Of course Irenaeus would have held this view and I don't disagree with Irenaeus' writings. There was only ONE Christian church at that time and it was under attacked by all sorts of heretical doctrine. Irenaeus focus was on keeping the Church pure and his writings reflect this view.
Shoot ahead 900 years later when the Orthodox split. Which traditions are you following? The Orthodox says that the Church never had a strong Pope. The Roman Catholics say they did. This was such an area of contention it has kept both groups apart for another 1,000 years. Well, if you're following traditions of the Church doesn't this seem like a silly argument? One would have thought the matter resolved. Whose tradition is it anyway?
So obviously, I would say that tradition in its entirety rests in the Catholic church, and that the Orthodox Churches preserve almost all of it intact (but not quite all of it, because of the non-communion with the See of Peter).
Sometime ask the Orthodox the question Jesus asked Peter, "Who do men say that I am? ... Who do you say that I am?" in reference, not to Jesus, but to the Pope.
There are almost as many answers as there are Orthodox.
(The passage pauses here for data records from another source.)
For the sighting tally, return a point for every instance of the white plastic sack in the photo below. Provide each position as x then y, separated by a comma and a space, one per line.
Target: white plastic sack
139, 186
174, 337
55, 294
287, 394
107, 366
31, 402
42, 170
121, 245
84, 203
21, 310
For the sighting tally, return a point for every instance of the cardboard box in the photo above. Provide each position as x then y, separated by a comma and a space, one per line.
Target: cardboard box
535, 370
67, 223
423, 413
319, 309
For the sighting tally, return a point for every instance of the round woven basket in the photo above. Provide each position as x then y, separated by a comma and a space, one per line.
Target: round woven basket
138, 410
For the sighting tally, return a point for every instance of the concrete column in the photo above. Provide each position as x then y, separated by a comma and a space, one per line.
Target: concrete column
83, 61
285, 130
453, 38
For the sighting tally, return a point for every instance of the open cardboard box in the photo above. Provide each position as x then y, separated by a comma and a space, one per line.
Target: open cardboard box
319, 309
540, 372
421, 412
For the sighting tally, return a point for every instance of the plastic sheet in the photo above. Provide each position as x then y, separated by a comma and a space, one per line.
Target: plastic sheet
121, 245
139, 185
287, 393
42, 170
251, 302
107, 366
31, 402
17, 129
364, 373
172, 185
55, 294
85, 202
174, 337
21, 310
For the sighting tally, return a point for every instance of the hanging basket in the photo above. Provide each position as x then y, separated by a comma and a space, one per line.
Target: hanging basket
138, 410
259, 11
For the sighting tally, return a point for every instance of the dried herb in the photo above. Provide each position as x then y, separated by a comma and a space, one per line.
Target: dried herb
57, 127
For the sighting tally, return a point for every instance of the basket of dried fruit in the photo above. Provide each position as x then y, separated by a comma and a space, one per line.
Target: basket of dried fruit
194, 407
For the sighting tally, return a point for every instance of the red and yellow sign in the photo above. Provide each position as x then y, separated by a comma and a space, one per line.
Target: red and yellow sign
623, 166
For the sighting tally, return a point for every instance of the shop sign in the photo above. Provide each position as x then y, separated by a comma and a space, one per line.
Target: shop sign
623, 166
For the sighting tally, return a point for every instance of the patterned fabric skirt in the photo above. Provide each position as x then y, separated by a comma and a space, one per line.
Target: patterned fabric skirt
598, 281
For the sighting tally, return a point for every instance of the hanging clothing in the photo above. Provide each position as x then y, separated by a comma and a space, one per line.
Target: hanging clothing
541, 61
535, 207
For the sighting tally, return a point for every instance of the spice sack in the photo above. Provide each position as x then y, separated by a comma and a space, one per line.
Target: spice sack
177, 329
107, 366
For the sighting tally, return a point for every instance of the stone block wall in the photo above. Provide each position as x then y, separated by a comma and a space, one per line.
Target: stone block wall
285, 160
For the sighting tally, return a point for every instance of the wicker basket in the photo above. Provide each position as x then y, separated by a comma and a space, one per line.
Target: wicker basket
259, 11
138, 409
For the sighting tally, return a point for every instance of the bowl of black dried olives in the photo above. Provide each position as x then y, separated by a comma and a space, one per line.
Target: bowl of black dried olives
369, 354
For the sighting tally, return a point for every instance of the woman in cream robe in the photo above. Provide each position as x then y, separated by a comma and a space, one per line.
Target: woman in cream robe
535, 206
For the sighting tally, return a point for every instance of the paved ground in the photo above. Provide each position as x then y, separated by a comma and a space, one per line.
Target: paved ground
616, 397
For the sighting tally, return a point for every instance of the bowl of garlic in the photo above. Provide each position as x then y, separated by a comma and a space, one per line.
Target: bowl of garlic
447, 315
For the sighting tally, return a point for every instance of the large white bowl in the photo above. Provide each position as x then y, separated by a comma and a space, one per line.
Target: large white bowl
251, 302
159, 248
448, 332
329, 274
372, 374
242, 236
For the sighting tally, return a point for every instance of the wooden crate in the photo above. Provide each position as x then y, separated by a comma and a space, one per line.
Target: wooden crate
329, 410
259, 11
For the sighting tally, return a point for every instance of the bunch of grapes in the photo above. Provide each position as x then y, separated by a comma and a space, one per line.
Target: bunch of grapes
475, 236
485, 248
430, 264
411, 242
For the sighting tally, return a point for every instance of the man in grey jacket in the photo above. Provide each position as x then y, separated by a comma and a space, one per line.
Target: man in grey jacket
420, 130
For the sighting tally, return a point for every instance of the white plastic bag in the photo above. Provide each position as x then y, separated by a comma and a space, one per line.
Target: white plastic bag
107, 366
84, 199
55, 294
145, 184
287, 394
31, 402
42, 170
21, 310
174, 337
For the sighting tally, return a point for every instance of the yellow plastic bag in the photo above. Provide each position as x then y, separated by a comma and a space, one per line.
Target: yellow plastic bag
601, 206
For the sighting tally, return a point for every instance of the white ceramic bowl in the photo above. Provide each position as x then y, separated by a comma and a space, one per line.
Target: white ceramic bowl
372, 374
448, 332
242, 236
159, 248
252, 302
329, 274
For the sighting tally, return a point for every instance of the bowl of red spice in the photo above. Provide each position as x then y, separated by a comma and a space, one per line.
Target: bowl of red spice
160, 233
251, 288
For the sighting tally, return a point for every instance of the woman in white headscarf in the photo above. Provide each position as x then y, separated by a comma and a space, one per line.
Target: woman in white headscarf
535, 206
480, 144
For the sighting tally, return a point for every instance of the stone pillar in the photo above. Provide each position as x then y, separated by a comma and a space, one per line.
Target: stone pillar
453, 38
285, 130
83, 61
I think the problem is that our understanding of what the Roman primacy means has diverged, and it was diverging for quite some time before 1054. So, some of the Orthodox might say that would be happy to recognize a Roman primacy that operated they way they think the Roman primacy operated before, say AD 800. Problem: even if we could understand accurately how the east viewed the Roman primacy before AD 800 and reproduce it today, that's not necessarily the way the West viewed it before AD 800, to say nothing of the way the West views it today.
Overlapping (not identical) tradition, but different ways of understanding it, especially in the area of ecclesiology and church government.